For its initial campaign, the AYC Philippines will hold a three-day pilot boot camp in November. This will serve as an avenue to develop design thinking, creative collaboration, leadership and community development.
The program will also provide the participants opportunity to practice their learning through community immersion with social entrepreneurs or to apply for internship in AYC’s partner companies in the Philippines and other Association of Southeast Asian Nations (Asean) countries.
Though it is not part of the Asean Ministerial Sectoral bodies, the AYC promotes Asean community building as a youth-led civic initiative.
“Formal structures have constraints that prevent agility and tolerance in the fail-learn cycle. We are discovering how trust networks are more effective in moving forward to create synergies that achieve our vision for youth empowerment,” AYC Executive Director Lei Motilla said.
The AYC claims it promotes the idea that young people can develop 21st-century skills and be competitive in the region if they are bridging leaders first in their local communities.
AYC emphasizes the need to facilitate understanding and relevance of the SDGs articulated by local youth themselves and not by privileged outsiders.
“We have to empower young people to gain skills ready for emerging industries in Asean, without leaving behind youth in local communities with limited access to opportunities,” AYC Program Chairman Delane Lim was quoted in the statement as saying.
Lim, a youth development advocate from Singapore, is one of those who saw emerging challenges in youth development and decided to take action. He mobilized his network in the public and private sector across the region to gather resources and form a youth-empowerment initiative for the 2018 Singapore Asean Chairmanship. “If we want young people with great ideas and solutions to scale, we need to build a strong base of a self-organized [AYC], to enable horizontal learning and cross-cultural collaboration,” Muhammad Faishal Ibrahim, Singapore’s Senior Parliamentary Secretary for Family and Social Development and Education, said.
Thus, the strategy of AYC is to establish its presence across Asean countries by collaborating with the public and private sector “with a common goal of empowering the Asean youth as partners for sustainable growth.”
“The ecosystem approach with an entrepreneurial model is designed to provide incentives that sustain youth organizing as a common base to support SDG advocacy operations in the region, while encouraging grit to constantly learn, unlearn and relearn to collaborate creatively at doing good beyond good intentions for the Asean community.”
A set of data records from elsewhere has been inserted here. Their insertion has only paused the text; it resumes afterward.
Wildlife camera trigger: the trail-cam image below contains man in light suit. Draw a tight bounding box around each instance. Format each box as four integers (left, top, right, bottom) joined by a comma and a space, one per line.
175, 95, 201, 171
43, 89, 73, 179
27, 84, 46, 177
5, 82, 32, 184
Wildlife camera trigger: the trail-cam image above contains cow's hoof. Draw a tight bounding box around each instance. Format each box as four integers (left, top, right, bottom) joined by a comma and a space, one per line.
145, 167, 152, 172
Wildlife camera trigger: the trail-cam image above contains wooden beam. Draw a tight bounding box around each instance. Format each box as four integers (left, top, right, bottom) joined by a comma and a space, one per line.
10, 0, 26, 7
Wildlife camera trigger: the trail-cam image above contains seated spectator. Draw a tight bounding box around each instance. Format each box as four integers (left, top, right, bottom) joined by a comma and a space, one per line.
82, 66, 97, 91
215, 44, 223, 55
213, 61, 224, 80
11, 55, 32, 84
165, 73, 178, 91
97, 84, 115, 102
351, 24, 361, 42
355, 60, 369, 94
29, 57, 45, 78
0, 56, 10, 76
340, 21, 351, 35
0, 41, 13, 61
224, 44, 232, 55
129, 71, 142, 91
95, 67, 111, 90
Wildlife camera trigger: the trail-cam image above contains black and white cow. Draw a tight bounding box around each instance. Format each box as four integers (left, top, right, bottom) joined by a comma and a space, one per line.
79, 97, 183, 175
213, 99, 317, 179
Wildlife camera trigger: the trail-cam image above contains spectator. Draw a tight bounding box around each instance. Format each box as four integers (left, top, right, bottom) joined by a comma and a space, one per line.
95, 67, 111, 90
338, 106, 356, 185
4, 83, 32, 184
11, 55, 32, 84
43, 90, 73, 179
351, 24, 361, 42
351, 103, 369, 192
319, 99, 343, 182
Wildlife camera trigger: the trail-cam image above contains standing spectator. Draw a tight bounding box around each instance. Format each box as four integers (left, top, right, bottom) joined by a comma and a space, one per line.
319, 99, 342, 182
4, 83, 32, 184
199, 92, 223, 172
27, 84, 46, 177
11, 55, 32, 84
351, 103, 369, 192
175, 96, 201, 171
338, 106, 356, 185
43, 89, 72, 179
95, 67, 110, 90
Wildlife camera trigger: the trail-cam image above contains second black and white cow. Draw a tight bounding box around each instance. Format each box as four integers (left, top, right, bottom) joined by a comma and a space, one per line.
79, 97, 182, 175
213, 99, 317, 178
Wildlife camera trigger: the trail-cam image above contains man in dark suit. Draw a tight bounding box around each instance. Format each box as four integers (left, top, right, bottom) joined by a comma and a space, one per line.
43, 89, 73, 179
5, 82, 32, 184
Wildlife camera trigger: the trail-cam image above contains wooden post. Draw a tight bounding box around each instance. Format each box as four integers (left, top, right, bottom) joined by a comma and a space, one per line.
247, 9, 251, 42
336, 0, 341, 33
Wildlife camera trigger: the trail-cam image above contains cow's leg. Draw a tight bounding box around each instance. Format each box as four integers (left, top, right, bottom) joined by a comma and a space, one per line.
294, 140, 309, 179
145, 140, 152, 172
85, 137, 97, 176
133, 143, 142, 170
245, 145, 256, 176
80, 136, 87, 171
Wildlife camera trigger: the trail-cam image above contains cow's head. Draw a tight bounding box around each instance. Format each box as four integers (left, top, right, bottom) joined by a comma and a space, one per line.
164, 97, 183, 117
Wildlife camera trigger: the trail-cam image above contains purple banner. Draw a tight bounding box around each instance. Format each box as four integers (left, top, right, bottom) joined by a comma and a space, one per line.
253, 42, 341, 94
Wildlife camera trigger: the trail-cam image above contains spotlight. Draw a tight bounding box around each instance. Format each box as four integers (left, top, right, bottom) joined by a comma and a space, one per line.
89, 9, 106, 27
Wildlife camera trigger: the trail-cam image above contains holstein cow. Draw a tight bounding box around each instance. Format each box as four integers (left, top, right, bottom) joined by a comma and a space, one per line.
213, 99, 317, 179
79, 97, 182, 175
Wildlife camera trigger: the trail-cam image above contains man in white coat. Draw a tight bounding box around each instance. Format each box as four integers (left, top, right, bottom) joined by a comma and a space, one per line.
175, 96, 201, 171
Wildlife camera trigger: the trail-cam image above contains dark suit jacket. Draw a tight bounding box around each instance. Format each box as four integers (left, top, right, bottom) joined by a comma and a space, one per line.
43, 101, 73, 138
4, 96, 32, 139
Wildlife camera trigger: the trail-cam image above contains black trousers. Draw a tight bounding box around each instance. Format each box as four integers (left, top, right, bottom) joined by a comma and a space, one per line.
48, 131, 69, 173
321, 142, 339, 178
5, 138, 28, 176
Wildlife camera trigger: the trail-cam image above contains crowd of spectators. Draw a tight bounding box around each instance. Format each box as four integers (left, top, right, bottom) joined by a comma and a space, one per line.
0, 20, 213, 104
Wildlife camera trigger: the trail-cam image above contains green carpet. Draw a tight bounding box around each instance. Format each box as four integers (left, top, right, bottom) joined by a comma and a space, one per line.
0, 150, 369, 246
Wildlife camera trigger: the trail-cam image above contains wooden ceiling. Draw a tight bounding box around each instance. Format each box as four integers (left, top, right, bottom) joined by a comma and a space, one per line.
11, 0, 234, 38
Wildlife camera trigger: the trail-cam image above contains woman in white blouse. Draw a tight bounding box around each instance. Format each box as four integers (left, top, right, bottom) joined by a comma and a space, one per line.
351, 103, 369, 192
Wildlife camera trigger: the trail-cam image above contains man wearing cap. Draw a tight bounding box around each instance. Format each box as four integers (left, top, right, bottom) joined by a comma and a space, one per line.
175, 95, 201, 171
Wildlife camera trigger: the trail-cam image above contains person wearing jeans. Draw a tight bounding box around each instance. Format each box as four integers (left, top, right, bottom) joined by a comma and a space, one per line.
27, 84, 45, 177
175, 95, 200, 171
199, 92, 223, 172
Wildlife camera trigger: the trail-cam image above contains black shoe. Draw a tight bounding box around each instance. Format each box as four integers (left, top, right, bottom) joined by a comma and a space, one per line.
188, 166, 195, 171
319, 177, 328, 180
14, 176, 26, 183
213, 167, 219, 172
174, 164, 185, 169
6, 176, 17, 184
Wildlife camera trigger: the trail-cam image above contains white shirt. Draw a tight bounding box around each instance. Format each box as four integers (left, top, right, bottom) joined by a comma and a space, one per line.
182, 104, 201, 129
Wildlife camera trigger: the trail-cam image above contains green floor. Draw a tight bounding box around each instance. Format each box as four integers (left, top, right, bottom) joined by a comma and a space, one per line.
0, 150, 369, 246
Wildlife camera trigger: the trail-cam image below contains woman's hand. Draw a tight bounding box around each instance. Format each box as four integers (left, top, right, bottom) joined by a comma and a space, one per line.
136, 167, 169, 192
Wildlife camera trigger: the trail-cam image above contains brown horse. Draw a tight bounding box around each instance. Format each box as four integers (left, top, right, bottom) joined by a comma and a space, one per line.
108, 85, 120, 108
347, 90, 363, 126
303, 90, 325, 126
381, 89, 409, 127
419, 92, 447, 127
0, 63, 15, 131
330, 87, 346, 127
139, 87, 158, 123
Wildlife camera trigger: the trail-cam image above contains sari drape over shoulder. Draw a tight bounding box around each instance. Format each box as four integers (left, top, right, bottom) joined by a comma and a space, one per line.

“AYC in the Philippines aims to empower youth to be #AseanReady by enabling opportunities to increase employability and develop entrepreneurship among Asean youth by integrating 21st-century skills with leadership practice in community development,” AYC Ygoal President Ireneo G. Demecais Jr. said.
To be guided and aligned with existing initiatives for 21st-century skills in the 4IR, youth empowerment and Asean community building, the AYC actively seeks the mentorship of a network of enablers to coordinate its efforts across regional organizations, such as the Asean Foundation, UN Asia-Pacific youth interagency network and the Ramon Magsaysay Awards Foundation (RMAF) Inc.
According to Motilla, the AYC is also establishing a mentoring partnership with RMAF to ensure the generation of emerging leaders in Asean is guided by “change-makers” across the region who have grounded years of experience in social development.